Metadata-Version: 2.1
Name: bio-arc
Version: 0.0.2
Summary: Antigen Receptor Classifier
Home-page: https://github.com/iedb/arc
Author: Austin Crinklaw
Author-email: acrinklaw@lji.org
License: UNKNOWN
Platform: UNKNOWN
Classifier: Programming Language :: Python :: 3
Classifier: License :: OSI Approved :: GNU Affero General Public License v3 or later (AGPLv3+)
Classifier: Operating System :: Unix
Description-Content-Type: text/markdown
Requires-Dist: pandas
Requires-Dist: biopython

# ARC (Antigen Receptor Classifier)
### @authors: Swapnil Mahajan, Austin Crinklaw

## Requirements:
- Linux OS
- [HMMER3](http://hmmer.org/)
- NCBI Blast+
- Python 3+
  - Python packages: Pandas, BioPython

## How to use:

### Installation:
The easiest way to use the software is to download and utilize the Dockerfile.

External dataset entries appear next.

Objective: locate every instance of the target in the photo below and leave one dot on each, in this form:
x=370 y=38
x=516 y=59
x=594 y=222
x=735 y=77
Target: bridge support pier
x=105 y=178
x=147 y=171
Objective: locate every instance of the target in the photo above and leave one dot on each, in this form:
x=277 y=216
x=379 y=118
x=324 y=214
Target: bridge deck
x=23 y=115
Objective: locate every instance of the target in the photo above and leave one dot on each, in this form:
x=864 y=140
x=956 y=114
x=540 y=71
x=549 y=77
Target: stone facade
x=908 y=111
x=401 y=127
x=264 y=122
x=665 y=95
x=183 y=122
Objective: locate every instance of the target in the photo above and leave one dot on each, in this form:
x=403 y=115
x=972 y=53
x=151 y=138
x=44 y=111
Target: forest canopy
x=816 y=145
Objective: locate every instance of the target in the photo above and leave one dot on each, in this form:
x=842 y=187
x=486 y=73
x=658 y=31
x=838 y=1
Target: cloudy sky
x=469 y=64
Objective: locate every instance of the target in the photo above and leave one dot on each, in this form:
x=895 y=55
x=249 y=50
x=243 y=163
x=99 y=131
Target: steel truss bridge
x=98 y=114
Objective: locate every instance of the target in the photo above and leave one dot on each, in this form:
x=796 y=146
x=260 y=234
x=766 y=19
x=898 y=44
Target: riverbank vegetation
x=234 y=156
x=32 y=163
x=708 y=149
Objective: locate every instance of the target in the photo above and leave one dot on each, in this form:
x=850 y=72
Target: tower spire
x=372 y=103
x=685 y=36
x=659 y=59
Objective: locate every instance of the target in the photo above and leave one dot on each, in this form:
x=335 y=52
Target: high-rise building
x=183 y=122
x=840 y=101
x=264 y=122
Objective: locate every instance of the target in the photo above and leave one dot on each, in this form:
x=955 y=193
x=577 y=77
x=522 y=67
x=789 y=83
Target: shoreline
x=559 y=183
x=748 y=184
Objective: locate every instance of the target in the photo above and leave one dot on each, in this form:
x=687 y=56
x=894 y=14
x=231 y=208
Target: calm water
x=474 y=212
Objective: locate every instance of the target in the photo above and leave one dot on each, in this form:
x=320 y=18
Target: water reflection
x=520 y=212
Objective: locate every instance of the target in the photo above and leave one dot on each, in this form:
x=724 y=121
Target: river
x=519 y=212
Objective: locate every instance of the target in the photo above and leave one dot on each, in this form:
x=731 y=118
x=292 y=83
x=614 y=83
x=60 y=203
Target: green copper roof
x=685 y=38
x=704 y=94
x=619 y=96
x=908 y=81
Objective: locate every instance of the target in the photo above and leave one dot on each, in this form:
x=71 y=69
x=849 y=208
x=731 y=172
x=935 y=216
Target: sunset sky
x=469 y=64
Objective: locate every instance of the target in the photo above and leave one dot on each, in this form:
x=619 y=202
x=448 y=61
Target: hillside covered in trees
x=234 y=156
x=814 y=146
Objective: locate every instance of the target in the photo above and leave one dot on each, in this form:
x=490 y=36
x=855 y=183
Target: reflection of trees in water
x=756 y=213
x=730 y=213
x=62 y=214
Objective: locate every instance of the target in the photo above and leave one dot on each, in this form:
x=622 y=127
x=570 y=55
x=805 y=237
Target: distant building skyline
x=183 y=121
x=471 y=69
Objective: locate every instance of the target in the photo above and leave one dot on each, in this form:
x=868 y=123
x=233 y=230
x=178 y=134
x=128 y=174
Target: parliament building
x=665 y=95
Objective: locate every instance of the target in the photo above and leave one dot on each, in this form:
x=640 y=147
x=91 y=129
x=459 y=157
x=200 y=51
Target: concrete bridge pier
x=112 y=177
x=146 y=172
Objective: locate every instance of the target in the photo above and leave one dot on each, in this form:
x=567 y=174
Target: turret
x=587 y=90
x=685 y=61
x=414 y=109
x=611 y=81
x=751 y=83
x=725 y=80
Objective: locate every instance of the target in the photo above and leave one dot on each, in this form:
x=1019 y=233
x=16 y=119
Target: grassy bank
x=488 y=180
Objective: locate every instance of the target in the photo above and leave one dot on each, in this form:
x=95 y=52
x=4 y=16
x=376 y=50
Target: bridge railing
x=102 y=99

ARC can also be downloaded through PyPI using the following pip command.
```shell
pip install bio-arc
```

### Input  
-  A fasta format file with one or more protein sequences.  
  ```
  >1WBZ_A_alpha I H2-Kb
MVPCTLLLLLAAALAPTQTRAGPHSLRYFVTAVSRPGLGEPRYMEVGYVDDTEFVRFDSDAENPRYEPRARWMEQEGPEYWERETQKAKGNEQSFRVDLRTLLGYYNQSKGGSHTIQVISGCEVGSDGRLLRGYQQYAYDGCDYIALNEDLKTWTAADMAALITKHKWEQAGEAERLRAYLEGTCVEWLRRYLKNGNATLLRTDSPKAHVTHHSRPEDKVTLRCWALGFYPADITLTWQLNGEELIQDMELVETRPAGDGTFQKWASVVVPLGKEQYYTCHVYHQGLPEPLTLRWEPPPSTVSNMATVAVLVVLGAAIVTGAVVAFVMKMRRRNTGGKGGDYALAPGSQTSDLSLPDCKVMVHDPHSLA
>1WBZ_B_b2m I H2-Kb
MARSVTLVFLVLVSLTGLYAIQKTPQIQVYSRHPPENGKPNILNCYVTQFHPPHIEIQMLKNGKKIPKVEMSDMSFSKDWSFYILAHTEFTPTETDTYACRVKHASMAEPKTVYWDRDM
  ```



### Commands
- A list of commands can be found via the -h flag
```shell
python -m ARC -h
```
- Specific commands are explained in a similar manner
```shell
python -m ARC <command> -h
```
- HMMs come by default but can be updated. If they are missing for some they can be added via the install command
```shell
python -m ARC update -archive
```
Note: Archive is an optional parameter that will create an archive folder with HMMs stored by date. You will find this in the data folder wherever you have installed ARC.

-  Using Fasta file as an input:
```shell
python -m ARC classify -i /path/to/input.fasta -o /path/to/output.csv
```
### Output  
-  Output file has 4 columns in CSV format. 
-  First column named 'ID' is the description provoded in the fasta for each sequence.  
-  Second column named 'class' is the assigned molecule class for each sequence.
   -  e.g. MHC-I, MHC-II, BCR or TCR.  
-  The third column named 'chain_type' is the assigned chain type for each sequence.
   -  e.g. alpha, beta, heavy, lambda, kappa, scFv, TscFv or construct.
-  The fourth column named 'calc_mhc_allele' is the MHC allele identified using groove domain similarity to MRO alleles.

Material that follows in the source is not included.